# marine blanket weed.



## Paul B (Apr 16, 2008)

Hi

I have a problem with blanket weed in my marine set up and wondered if there were any fish that could keep it at bay.
I am not really into chemical remedies and the tank seems well balanced.

Cheers 

Paul


----------



## mikef (Sep 3, 2009)

From what you describe, it would appear that you have a high level of nitrate or phosphate, or both.
Both of these are in essence plant fertalisers, so you will get weed growth, the solution, well firstly test your water, but dont be fooled, your test kit might be giving you a normal reading... but the weed growth will in fact be taking the nitrate and/or phosphate out of the water, so your reading will be lower than it actually is.
Slowing down on feeding, reduce lighting, and several water changes will all help,
Its really all about balance, and not about chucking random chemicals in to solve an issue.
You dont say how big your tank is, how much stock you have, and how old the system is, perhaps with this info a little more light might be shed on the problem


----------



## Paul B (Apr 16, 2008)

its a small Orca Reef tank that has been established for a couple of years. I only have two clowns in the tank with a couple of hermit crabs and living rock.

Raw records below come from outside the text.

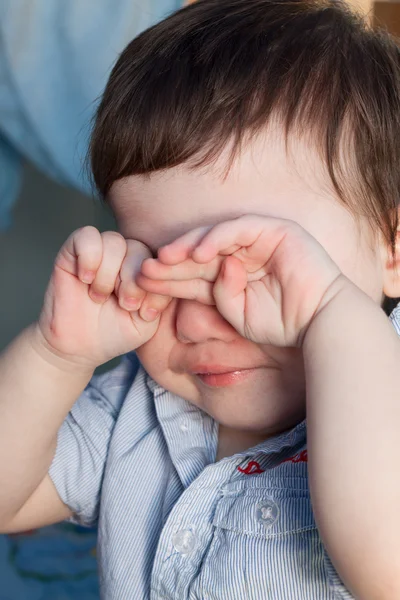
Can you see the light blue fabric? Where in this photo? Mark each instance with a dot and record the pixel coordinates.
(55, 58)
(173, 523)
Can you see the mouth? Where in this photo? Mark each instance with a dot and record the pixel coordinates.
(222, 376)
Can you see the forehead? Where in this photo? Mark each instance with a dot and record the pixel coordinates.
(263, 179)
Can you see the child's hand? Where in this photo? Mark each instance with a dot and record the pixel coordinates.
(93, 309)
(268, 277)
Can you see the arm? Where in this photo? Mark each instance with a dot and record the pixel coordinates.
(36, 392)
(352, 364)
(42, 373)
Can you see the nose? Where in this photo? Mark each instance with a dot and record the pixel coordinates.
(197, 323)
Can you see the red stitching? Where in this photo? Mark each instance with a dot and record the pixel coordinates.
(252, 468)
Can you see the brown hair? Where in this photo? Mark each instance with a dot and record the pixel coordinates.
(219, 70)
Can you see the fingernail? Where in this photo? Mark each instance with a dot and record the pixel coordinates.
(99, 298)
(87, 276)
(150, 314)
(130, 303)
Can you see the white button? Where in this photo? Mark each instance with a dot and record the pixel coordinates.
(184, 541)
(267, 512)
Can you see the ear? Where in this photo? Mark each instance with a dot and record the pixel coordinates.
(391, 268)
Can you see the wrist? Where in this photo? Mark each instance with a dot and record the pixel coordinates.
(54, 360)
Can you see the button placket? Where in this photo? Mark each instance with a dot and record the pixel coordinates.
(267, 512)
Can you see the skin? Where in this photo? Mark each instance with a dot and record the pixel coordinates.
(260, 268)
(264, 181)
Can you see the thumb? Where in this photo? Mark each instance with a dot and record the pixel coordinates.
(229, 292)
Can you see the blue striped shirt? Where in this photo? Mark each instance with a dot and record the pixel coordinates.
(173, 523)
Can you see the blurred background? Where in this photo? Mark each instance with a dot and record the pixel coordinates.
(55, 56)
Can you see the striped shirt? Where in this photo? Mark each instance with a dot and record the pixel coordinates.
(139, 461)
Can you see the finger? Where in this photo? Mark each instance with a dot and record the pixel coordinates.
(130, 295)
(181, 248)
(229, 292)
(188, 269)
(245, 231)
(114, 250)
(194, 289)
(81, 254)
(153, 305)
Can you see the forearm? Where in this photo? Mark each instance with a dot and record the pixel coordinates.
(37, 389)
(352, 365)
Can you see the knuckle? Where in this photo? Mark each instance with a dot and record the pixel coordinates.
(138, 247)
(114, 240)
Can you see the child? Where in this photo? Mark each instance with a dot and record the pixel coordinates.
(249, 150)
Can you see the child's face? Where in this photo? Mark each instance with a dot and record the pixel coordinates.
(265, 390)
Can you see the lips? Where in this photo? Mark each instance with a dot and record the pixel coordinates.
(222, 376)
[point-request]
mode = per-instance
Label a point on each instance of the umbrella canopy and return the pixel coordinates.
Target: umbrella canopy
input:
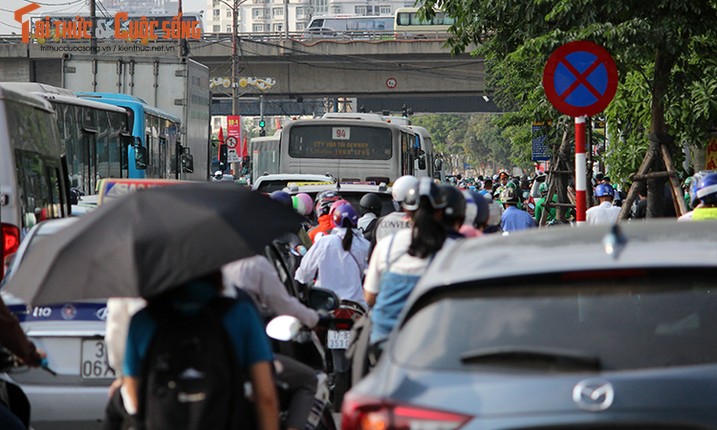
(150, 241)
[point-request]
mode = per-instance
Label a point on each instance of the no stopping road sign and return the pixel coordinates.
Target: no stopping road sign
(580, 78)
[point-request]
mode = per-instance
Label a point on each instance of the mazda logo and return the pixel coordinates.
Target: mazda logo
(593, 395)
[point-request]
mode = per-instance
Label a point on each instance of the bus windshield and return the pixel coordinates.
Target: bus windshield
(340, 142)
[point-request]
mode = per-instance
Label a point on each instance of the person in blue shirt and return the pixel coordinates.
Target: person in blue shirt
(513, 219)
(244, 329)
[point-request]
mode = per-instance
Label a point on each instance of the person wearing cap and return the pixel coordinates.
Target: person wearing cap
(503, 179)
(605, 212)
(398, 220)
(514, 219)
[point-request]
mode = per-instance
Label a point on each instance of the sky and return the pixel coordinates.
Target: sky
(8, 25)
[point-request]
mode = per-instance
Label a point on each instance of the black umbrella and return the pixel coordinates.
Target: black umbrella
(150, 241)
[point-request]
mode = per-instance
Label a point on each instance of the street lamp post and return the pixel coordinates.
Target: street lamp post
(235, 102)
(235, 22)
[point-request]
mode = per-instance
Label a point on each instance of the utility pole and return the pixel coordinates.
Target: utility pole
(235, 102)
(286, 19)
(93, 33)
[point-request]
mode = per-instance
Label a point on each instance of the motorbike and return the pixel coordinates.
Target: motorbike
(11, 394)
(291, 338)
(338, 339)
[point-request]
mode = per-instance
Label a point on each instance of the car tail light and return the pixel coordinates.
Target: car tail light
(345, 314)
(10, 243)
(366, 413)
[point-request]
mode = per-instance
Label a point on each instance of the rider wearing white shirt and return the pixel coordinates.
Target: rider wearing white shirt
(605, 212)
(339, 269)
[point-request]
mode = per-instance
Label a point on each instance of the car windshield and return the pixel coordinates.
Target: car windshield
(355, 198)
(588, 321)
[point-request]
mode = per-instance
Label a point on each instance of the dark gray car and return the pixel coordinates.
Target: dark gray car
(576, 328)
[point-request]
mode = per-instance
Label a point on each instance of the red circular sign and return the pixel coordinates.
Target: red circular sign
(580, 78)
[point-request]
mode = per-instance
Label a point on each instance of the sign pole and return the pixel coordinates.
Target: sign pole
(580, 171)
(580, 79)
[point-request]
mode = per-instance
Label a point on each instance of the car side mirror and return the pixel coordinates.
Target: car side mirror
(323, 299)
(187, 160)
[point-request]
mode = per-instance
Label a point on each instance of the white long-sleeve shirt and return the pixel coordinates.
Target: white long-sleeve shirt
(604, 213)
(119, 312)
(257, 276)
(338, 270)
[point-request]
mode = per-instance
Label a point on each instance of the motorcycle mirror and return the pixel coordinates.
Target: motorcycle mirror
(283, 327)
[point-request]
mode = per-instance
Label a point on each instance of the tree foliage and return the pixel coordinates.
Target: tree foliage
(477, 140)
(665, 52)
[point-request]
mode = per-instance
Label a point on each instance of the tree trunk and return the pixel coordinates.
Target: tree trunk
(658, 129)
(562, 178)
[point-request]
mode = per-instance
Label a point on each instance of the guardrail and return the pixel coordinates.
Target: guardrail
(303, 36)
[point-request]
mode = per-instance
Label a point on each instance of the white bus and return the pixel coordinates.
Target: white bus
(407, 24)
(349, 26)
(33, 170)
(350, 150)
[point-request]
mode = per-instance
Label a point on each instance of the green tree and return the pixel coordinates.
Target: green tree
(663, 49)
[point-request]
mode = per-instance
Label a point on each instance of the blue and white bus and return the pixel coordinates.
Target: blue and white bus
(157, 151)
(33, 170)
(94, 135)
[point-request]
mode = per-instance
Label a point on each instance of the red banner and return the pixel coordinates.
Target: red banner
(233, 133)
(221, 142)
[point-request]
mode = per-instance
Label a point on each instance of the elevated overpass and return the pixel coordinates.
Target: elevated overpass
(291, 75)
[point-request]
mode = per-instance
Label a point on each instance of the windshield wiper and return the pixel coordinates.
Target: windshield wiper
(532, 357)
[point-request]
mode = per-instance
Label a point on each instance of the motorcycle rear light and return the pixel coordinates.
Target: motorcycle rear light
(365, 413)
(11, 241)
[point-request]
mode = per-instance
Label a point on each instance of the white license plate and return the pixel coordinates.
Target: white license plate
(94, 363)
(339, 339)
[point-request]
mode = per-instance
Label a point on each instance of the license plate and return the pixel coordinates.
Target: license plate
(339, 339)
(94, 360)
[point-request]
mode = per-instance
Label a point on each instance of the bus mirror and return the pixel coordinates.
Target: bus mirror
(422, 162)
(126, 141)
(438, 164)
(223, 154)
(140, 156)
(187, 163)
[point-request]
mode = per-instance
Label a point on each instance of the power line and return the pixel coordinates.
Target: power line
(57, 4)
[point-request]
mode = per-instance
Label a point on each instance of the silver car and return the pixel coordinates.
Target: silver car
(573, 328)
(72, 335)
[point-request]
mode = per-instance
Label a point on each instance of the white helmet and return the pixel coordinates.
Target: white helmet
(400, 187)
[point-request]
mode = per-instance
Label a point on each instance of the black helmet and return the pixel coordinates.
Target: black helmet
(370, 202)
(483, 209)
(509, 196)
(324, 200)
(425, 187)
(455, 203)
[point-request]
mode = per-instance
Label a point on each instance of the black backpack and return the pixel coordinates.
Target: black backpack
(190, 378)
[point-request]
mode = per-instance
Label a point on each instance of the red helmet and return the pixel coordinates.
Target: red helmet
(344, 211)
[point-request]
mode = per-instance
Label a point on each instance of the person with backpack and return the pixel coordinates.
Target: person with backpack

Loads of tiny starfish and a few fireworms.
Lights on 10 hours a day.
I agree with the chemicals, I have been keeping tropicals for many years and always prefer to treat situations as naturally as possible.

Thanks

P


----------



## jamesh (Jul 3, 2009)

are you talking about cyno?

if so more flow will prevent it from growing on your rock but you will find it eventually goes it has in all mine.


----------



## Wills (Sep 10, 2009)

mike f is quite correct as per usual {ultimate reef sponsor as well }

its bound to be phosphate or nitrate but you will be getting low readings as the algae is consuming it all, check the water, check the supply water and use decent test kits like salifert :2thumb:


----------



## mikef (Sep 3, 2009)

Orcas do tend to suffer from lack of flow, but from the title of your thread it would appear to be string algae, in which case, change some water, slow your feed down, and reduce the lighting, all these will help.
It wont have an immesdiate effect, but over a period of a few weeks you will see the weed start to break up providing you have got on top of the nitrate or phosphate issue, good test kits are a great investment, you might also be worth asking your local marine shop to check the water for you. As a guide on water changes 10% per week or 2 weeks depending on stock levels, amount of food fed etc, it can take a bit to work out the balance, but you will get there in sure


----------



## Paul B (Apr 16, 2008)

I have employed the help of a sea hare which i have hired from my local shop. It has polished the hair algae and i have reduced feeding and lighting as advised. Thanks folks
P


----------